We live in an era of globalization: ever increasing international integration of goods, capital, and labor markets. The benefits and costs of increased trade and financial integration in the world today continue to be hotly debated. The reason globalization is controversial is that the impact of globalization is often nuanced, and theory reveals many possibilities. The impact of globalization on macroeconomic outcomes thus remains an empirical and quantitative question.
Levchenko collects, in one volume, the results of a multi-year research program to build heterogeneous firm and sector models for the quantitative evaluation of globalization. The volume explores the impact of globalization on both welfare and macroeconomic fluctuations using these micro-founded quantitative models.
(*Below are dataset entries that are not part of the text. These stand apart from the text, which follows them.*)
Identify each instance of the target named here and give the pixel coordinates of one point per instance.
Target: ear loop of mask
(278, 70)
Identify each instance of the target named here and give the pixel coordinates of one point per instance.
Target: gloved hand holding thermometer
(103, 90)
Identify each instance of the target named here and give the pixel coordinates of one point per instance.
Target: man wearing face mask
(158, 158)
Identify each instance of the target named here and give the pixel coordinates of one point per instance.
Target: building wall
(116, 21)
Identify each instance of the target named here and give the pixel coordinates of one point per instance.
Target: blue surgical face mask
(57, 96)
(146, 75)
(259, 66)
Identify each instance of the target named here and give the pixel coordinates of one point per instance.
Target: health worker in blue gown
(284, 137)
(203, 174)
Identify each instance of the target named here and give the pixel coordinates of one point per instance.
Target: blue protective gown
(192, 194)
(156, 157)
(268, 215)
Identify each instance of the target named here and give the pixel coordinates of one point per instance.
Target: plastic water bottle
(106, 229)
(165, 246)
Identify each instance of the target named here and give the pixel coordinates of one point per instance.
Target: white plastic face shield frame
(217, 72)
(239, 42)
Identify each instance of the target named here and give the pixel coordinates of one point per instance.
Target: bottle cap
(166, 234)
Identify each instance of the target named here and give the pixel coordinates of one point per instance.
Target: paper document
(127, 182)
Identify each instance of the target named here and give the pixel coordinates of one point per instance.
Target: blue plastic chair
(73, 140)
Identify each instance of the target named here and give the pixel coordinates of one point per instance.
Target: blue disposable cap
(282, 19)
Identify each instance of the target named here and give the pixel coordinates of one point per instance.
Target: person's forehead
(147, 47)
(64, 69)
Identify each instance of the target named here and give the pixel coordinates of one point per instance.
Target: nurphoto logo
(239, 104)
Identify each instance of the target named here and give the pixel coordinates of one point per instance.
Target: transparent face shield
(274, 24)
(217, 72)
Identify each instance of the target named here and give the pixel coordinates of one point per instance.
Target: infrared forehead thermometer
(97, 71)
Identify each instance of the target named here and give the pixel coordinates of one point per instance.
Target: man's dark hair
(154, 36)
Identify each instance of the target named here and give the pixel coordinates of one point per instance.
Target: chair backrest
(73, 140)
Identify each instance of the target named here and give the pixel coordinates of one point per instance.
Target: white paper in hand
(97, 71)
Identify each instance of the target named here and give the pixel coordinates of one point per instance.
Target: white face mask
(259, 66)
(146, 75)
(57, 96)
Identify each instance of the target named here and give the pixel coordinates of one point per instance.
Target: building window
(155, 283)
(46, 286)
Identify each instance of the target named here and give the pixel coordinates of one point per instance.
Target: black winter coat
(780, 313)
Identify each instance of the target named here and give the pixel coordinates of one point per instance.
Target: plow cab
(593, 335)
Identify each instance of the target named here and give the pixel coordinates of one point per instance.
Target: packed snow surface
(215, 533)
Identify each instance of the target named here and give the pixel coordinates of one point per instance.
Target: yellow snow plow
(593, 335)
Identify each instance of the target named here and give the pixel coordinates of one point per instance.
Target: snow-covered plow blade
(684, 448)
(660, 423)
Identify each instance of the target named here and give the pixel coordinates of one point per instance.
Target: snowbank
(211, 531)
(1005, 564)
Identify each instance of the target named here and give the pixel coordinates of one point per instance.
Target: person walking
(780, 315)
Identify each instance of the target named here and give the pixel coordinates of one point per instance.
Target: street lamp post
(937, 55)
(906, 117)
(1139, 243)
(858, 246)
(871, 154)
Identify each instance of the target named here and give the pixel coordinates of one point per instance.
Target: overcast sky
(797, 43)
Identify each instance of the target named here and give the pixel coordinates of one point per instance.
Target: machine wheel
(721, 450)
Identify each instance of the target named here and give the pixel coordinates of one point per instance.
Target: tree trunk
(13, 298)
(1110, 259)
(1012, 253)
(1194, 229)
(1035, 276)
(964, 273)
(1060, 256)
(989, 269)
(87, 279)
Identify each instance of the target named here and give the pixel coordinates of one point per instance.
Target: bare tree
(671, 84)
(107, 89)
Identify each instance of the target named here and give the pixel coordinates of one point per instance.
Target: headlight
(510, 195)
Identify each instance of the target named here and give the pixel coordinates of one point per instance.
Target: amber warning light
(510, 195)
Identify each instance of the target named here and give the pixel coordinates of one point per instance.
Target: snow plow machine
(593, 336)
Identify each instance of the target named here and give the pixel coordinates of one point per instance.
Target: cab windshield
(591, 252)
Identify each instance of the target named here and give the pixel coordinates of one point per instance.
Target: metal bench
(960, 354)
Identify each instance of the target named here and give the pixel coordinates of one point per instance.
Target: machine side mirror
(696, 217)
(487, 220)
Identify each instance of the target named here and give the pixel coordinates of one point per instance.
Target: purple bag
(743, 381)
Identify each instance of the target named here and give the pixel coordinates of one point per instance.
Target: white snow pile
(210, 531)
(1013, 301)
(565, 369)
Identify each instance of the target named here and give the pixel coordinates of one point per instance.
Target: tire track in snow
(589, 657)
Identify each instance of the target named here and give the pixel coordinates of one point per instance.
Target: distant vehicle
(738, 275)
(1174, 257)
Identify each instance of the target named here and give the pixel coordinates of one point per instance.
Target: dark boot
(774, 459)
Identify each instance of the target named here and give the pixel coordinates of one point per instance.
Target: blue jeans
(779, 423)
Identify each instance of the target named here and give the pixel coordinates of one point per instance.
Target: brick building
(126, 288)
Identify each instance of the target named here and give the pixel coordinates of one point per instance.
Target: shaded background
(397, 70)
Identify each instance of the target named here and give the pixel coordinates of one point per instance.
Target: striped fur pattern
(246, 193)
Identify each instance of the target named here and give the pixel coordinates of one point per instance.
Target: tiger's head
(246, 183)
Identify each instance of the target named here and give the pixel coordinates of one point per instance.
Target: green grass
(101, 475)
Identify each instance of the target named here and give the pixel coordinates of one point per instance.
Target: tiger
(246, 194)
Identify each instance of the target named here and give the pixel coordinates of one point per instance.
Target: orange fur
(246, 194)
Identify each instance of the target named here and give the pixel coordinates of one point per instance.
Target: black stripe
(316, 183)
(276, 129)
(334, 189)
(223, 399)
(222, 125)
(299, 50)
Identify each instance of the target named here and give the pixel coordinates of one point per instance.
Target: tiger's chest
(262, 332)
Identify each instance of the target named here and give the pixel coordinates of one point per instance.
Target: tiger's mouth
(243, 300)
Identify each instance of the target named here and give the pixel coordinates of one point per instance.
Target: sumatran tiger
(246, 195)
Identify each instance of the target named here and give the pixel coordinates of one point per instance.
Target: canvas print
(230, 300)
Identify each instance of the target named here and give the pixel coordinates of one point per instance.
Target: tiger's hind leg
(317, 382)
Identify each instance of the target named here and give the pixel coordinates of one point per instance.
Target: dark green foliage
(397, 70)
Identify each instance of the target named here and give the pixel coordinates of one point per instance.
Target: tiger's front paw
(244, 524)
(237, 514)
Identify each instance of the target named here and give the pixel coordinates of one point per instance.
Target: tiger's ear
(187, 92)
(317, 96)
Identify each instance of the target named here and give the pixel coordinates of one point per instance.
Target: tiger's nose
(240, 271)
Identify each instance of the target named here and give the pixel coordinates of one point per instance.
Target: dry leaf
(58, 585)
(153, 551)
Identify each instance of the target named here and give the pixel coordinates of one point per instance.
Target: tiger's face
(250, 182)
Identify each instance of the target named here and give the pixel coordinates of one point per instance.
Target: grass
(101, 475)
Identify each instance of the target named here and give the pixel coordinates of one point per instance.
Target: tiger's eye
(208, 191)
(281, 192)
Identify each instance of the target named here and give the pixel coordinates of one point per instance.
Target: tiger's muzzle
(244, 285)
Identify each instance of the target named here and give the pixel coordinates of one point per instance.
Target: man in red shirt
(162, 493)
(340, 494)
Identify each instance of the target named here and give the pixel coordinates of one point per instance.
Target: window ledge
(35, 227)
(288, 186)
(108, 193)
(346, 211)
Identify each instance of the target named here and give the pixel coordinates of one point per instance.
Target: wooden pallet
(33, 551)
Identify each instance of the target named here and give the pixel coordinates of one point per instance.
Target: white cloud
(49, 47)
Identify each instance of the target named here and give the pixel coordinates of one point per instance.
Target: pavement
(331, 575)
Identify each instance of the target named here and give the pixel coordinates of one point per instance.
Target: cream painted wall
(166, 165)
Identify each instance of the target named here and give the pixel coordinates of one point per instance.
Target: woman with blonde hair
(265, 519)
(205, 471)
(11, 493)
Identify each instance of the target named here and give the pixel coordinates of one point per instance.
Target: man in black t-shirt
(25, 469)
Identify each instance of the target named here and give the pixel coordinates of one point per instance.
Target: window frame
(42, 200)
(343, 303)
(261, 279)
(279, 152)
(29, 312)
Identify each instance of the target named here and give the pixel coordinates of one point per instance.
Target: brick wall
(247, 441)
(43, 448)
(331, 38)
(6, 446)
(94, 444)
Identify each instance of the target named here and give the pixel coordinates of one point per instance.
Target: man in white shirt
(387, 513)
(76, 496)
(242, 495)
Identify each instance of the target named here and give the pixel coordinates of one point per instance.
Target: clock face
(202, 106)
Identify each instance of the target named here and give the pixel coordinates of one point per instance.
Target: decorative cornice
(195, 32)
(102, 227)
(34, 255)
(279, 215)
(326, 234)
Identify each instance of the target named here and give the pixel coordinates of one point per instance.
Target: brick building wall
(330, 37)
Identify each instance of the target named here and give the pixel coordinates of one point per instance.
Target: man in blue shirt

Recent advances in international trade have built tractable theoretical models that can be implemented numerically and used to evaluate quantitatively the impact of a variety of phenomena. These models are global in scale — encompassing as many as 80 countries as well as multiple sectors — and at the same time feature rich micro-foundations of firm and technological heterogeneity. This combination means it is now possible to dramatically expand the set of questions that can be answered, in particular regarding the consequences of real-world heterogeneity present in the global economy, both at the firm and sector level.
The book uses these frameworks to address the central questions about globalization around the world: the impacts of reductions in trade costs, long-run changes in comparative advantage, and migration of labor, among others. The book aims to provide a unifying perspective that merges traditional theory, econometric evaluation, and quantitative modeling. The running theme of this research program is that in order to understand the macroeconomic impact of globalization, it is essential to measure, and model, the microeconomic heterogeneity in the economy.
Contents:
- Sectoral Heterogeneity:
- A Multi-Country, Multi-Sector Model of Production and Trade
- Ricardian Productivity Differences and the Gains from Trade (with Jing Zhang)
- The Global Welfare Impact of China: Trade Integration and Technological Change (with Julian di Giovanni and Jing Zhang)
- Comparative Advantage and the Welfare Impact of European Integration (with Jing Zhang)
- The Global Labor Market Impact of Emerging Giants: A Quantitative Assessment (with Jing Zhang)
- Comparative Advantage, Complexity, and Volatility (with Pravin Krishna)
- Firm Heterogeneity:
- Power Laws in Firm Size and Openness to Trade: Measurement and Implications (with Julian di Giovanni and Romain Rancière)
- Firm Entry, Trade, and Welfare in Zipf's World (with Julian di Giovanni)
- Country Size, International Trade, and Aggregate Fluctuations in Granular Economies (with Julian di Giovanni)
- Firms, Destinations, and Aggregate Fluctuations (with Julian di Giovanni and Isabelle Mejean)
- A Global View of Cross-Border Migration (with Julian di Giovanni and Francesc Ortega)
Readership: Advance postgraduate students taking international economic courses and researchers interested in a collective volume on the topic of globalization.
Andrei A Levchenko is a Professor of Economics at the University of Michigan, a Research Associate at the National Bureau of Economic Research and a Research Fellow at the Centre for Economic Policy Research. Previously, he was an Economist in the Research Department of the International Monetary Fund, and has held visiting positions at the University of Chicago Booth School of Business and the University of Zurich. He earned a PhD in Economics from the Massachusetts Institute of Technology in 2004 and a BA in Economics, Mathematics, and Italian from Indiana University in 1999. Prof. Levchenko's research focuses on the interactions between globalization, economic development, and macroeconomics. His research has been funded by the National Science Foundation and has appeared in a variety of journals including Econometrica, Journal of Political Economy, Review of Economic Studies, Journal of Economic Theory, Review of Economics and Statistics, American Economic Journal: Macroeconomics, and Journal of International Economics.